Effect of acetazolamide on serum sodium
The distributions into the defined sodium categories at baseline (day 0), day 3 and 3 months thereafter are illustrated in Figure 1, while numerical data are displayed in online supplementary Table S1. The changes in sodium levels exhibited over time as illustrated in Figure 2. Mean sodium serum level on day 3 was 139 ± 4 mmol/L in the acetazolamide arm versus 139 ± 4 mmol/L in the placebo arm (p = 0.102). Compared to values at admission (day 3 vs. day 0), serum sodium levels declined with 0.1 ± 0.3 mmol/L in the acetazolamide arm compared to 0.3 ± 0.4 mmol/L in the placebo arm (p = 0.199). Three months after randomization, sodium levels were 139 ± 4 and 139 ± 4 mmol/L, respectively (p = 0.804). Despite numerical difference in sodium values at randomization, there was no difference in the change of sodium over time according to treatment allocation (treatment × time interaction p = 0.961). The overall group difference in sodium during the treatment phase was 0.68 mmol/L (95% CI 0.06–1.30, p = 0.030), which was related to the numerical difference at baseline and not related to a differential change in sodium during treatment as indicated by the treatment × time interaction (p = 0.961). Figure 1 depicts no significant discrepancy in the distribution of sodium categories.
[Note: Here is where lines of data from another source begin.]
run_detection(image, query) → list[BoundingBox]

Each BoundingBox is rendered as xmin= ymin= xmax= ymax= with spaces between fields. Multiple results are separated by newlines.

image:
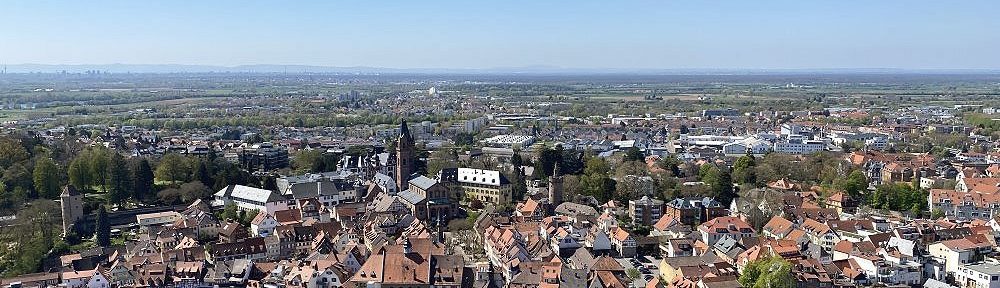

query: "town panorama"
xmin=0 ymin=71 xmax=1000 ymax=288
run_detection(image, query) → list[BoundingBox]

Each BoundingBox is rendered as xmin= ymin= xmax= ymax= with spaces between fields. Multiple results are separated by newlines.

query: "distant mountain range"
xmin=5 ymin=64 xmax=1000 ymax=75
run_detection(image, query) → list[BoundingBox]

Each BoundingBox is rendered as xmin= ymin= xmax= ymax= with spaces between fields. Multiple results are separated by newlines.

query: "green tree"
xmin=0 ymin=137 xmax=31 ymax=170
xmin=839 ymin=170 xmax=868 ymax=199
xmin=455 ymin=132 xmax=475 ymax=146
xmin=85 ymin=148 xmax=111 ymax=191
xmin=106 ymin=153 xmax=132 ymax=205
xmin=733 ymin=153 xmax=757 ymax=184
xmin=292 ymin=150 xmax=325 ymax=173
xmin=94 ymin=206 xmax=111 ymax=247
xmin=622 ymin=147 xmax=646 ymax=161
xmin=154 ymin=153 xmax=189 ymax=184
xmin=583 ymin=157 xmax=611 ymax=176
xmin=32 ymin=157 xmax=62 ymax=199
xmin=535 ymin=145 xmax=563 ymax=179
xmin=67 ymin=154 xmax=93 ymax=189
xmin=738 ymin=257 xmax=796 ymax=288
xmin=129 ymin=158 xmax=153 ymax=201
xmin=194 ymin=160 xmax=214 ymax=186
xmin=656 ymin=155 xmax=681 ymax=177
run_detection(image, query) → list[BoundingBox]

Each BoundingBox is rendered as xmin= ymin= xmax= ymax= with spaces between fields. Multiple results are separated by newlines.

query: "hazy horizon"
xmin=0 ymin=0 xmax=1000 ymax=70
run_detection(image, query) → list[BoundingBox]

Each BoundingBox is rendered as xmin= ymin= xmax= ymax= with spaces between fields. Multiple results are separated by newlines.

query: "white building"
xmin=212 ymin=185 xmax=288 ymax=214
xmin=774 ymin=138 xmax=826 ymax=154
xmin=483 ymin=135 xmax=535 ymax=149
xmin=955 ymin=262 xmax=1000 ymax=288
xmin=60 ymin=269 xmax=111 ymax=288
xmin=135 ymin=211 xmax=183 ymax=227
xmin=722 ymin=137 xmax=772 ymax=156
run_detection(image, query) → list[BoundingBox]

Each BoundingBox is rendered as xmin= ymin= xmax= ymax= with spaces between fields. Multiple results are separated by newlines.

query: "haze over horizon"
xmin=0 ymin=0 xmax=1000 ymax=70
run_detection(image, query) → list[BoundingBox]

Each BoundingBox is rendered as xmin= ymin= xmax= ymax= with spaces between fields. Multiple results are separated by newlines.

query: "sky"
xmin=0 ymin=0 xmax=1000 ymax=69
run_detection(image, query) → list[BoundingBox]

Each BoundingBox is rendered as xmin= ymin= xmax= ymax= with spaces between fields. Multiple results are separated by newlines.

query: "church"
xmin=365 ymin=120 xmax=458 ymax=223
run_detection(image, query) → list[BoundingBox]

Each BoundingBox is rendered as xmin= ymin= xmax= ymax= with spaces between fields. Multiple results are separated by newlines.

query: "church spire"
xmin=396 ymin=119 xmax=416 ymax=191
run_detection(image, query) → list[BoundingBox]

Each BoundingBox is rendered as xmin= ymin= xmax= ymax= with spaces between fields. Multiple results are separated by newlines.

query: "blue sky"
xmin=0 ymin=0 xmax=1000 ymax=69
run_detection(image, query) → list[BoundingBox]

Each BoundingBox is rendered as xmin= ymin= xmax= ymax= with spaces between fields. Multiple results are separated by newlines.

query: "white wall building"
xmin=212 ymin=185 xmax=288 ymax=214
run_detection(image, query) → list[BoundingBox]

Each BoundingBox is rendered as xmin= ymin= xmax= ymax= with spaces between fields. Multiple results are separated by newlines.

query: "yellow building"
xmin=456 ymin=168 xmax=512 ymax=206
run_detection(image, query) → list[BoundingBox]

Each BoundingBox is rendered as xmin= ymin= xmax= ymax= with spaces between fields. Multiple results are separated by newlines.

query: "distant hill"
xmin=6 ymin=64 xmax=1000 ymax=75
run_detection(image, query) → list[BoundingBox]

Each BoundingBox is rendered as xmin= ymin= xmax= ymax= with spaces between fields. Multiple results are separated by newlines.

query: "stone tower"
xmin=59 ymin=185 xmax=83 ymax=235
xmin=396 ymin=120 xmax=416 ymax=191
xmin=549 ymin=162 xmax=562 ymax=209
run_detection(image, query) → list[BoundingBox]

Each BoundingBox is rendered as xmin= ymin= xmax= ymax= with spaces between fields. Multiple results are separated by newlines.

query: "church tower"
xmin=549 ymin=162 xmax=562 ymax=209
xmin=396 ymin=120 xmax=416 ymax=191
xmin=59 ymin=185 xmax=83 ymax=235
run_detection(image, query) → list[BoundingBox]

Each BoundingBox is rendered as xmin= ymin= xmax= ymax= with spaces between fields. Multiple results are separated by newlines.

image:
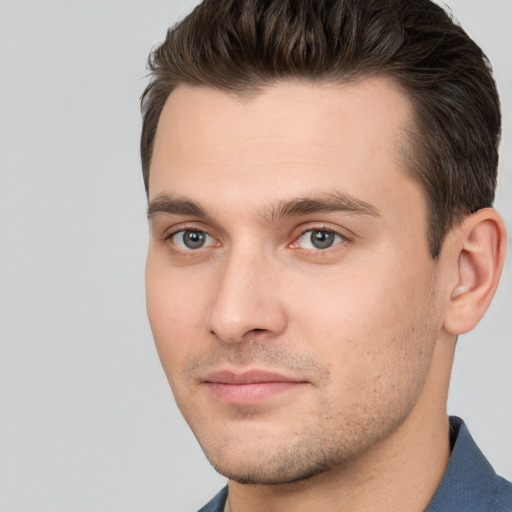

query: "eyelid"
xmin=159 ymin=222 xmax=222 ymax=253
xmin=288 ymin=224 xmax=354 ymax=252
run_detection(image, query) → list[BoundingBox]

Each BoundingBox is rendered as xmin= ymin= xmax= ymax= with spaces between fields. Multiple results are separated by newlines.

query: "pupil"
xmin=311 ymin=231 xmax=334 ymax=249
xmin=183 ymin=231 xmax=206 ymax=249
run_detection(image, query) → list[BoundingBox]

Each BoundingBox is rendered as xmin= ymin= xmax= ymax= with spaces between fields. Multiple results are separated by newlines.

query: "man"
xmin=141 ymin=0 xmax=512 ymax=512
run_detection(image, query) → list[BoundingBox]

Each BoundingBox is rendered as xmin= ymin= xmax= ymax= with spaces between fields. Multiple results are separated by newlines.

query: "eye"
xmin=169 ymin=229 xmax=216 ymax=251
xmin=296 ymin=229 xmax=344 ymax=250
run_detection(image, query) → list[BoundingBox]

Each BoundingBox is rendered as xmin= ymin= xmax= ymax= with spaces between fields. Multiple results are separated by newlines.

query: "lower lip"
xmin=206 ymin=382 xmax=305 ymax=405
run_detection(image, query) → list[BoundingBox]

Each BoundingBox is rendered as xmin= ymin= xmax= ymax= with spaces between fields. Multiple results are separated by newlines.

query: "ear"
xmin=443 ymin=208 xmax=507 ymax=334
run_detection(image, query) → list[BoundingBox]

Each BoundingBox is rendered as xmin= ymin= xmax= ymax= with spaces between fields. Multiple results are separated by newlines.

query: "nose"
xmin=207 ymin=249 xmax=287 ymax=343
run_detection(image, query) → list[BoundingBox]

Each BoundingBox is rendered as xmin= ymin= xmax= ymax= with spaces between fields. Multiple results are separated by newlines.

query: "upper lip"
xmin=203 ymin=370 xmax=305 ymax=384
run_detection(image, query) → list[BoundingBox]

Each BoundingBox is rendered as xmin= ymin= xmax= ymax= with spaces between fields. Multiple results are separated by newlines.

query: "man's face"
xmin=146 ymin=78 xmax=442 ymax=483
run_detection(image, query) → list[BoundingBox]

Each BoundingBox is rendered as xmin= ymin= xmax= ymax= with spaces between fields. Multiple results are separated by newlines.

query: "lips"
xmin=203 ymin=370 xmax=307 ymax=405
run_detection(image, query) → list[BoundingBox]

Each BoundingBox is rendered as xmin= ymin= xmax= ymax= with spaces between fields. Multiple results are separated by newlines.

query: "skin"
xmin=146 ymin=77 xmax=504 ymax=511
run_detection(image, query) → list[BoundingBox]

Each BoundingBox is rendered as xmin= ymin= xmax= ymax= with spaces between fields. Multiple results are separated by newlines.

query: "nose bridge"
xmin=208 ymin=244 xmax=286 ymax=343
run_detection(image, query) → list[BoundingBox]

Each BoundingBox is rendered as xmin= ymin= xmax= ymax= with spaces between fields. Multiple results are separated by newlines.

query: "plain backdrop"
xmin=0 ymin=0 xmax=512 ymax=512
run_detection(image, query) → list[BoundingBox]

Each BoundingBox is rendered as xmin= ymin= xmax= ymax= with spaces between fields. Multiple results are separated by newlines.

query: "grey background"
xmin=0 ymin=0 xmax=512 ymax=512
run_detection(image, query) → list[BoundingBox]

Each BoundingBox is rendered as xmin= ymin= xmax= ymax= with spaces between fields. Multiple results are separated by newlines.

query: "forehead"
xmin=149 ymin=77 xmax=417 ymax=224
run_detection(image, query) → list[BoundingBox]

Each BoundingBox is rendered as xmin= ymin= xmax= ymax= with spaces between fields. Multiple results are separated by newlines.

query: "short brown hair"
xmin=141 ymin=0 xmax=501 ymax=258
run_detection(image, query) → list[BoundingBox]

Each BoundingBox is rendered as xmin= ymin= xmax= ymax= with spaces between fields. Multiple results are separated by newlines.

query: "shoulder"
xmin=426 ymin=417 xmax=512 ymax=512
xmin=198 ymin=486 xmax=228 ymax=512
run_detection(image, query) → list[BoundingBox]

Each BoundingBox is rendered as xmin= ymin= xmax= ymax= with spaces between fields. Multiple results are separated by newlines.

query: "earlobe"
xmin=444 ymin=208 xmax=506 ymax=335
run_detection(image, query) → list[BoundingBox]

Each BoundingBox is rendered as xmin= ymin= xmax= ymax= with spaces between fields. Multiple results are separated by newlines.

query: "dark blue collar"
xmin=425 ymin=416 xmax=512 ymax=512
xmin=198 ymin=416 xmax=512 ymax=512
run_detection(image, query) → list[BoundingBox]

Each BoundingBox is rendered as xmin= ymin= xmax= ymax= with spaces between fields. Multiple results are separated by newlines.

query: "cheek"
xmin=146 ymin=255 xmax=210 ymax=372
xmin=288 ymin=258 xmax=429 ymax=362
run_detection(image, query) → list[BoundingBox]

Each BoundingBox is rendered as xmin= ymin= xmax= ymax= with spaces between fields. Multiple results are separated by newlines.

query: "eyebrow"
xmin=148 ymin=194 xmax=207 ymax=220
xmin=264 ymin=192 xmax=380 ymax=223
xmin=147 ymin=192 xmax=380 ymax=224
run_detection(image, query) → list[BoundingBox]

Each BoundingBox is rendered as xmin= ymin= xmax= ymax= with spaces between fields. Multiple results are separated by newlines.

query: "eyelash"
xmin=289 ymin=226 xmax=352 ymax=255
xmin=162 ymin=226 xmax=352 ymax=257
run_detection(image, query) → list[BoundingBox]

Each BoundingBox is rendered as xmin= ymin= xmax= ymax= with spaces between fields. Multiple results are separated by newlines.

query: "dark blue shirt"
xmin=199 ymin=416 xmax=512 ymax=512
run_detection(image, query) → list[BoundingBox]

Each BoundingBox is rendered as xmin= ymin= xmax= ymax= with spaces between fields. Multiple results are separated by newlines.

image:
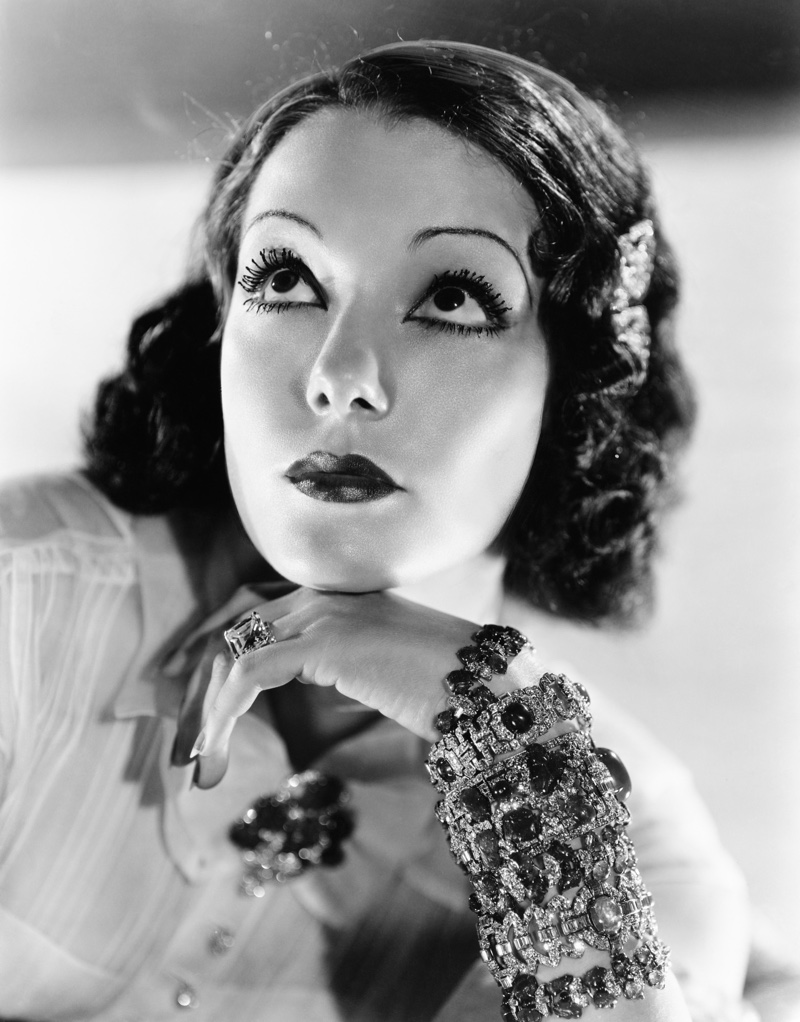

Effect of acetazolamide on serum potassium
The distributions into the defined potassium categories at baseline (day 0), day 3 and 3 months thereafter are illustrated in Figure 1, while numerical data are displayed in online supplementary Table S1. The mean values over time are plotted in Figure 2. In linear mixed effect model taking all repeated measurements during the treatment phase into account, potassium was numerically lower in the acetazolamide arm than the placebo arm (difference = 0.08 mmol/L, 95% CI 0.015–0.16, p = 0.018), with a change in potassium over time being more pronounced in the acetazolamide arm (time × treatment interaction p = 0.053). The mean potassium serum level on day 3 was 3.8 ± 0.5 mmol/L in the acetazolamide arm versus 4.0 ± 0.5 mmol/L in the placebo arm (p = 0.014). Compared to values at admission (day 3 vs. day 0), serum potassium levels declined with 0.4 ± 0.3 mmol/L in the acetazolamide arm and 0.2 ± 0.2 mmol/L in the placebo arm (p = 0.022). Three months after randomization, potassium levels were 4.4 ± 0.6 and 4.5 ± 0.7 mmol/L, respectively (p = 0.667). Regarding the distribution of the pre-defined potassium categories: mild hypokalaemia (3–3.5 mmol/L) was more frequent on day 3 compared to baseline (16% vs. 9%, p = 0.004) irrespective of treatment allocation, with no significant differences between the treatment allocation on day 3 (p = 0.061) and 3 months after randomization (p = 0.257). Potassium levels <3.0 mmol/L occurred in only 7 (1%) patients and was similarly distributed between patients assigned to placebo or acetazolamide (1% and 2%, respectively, p = 0.676).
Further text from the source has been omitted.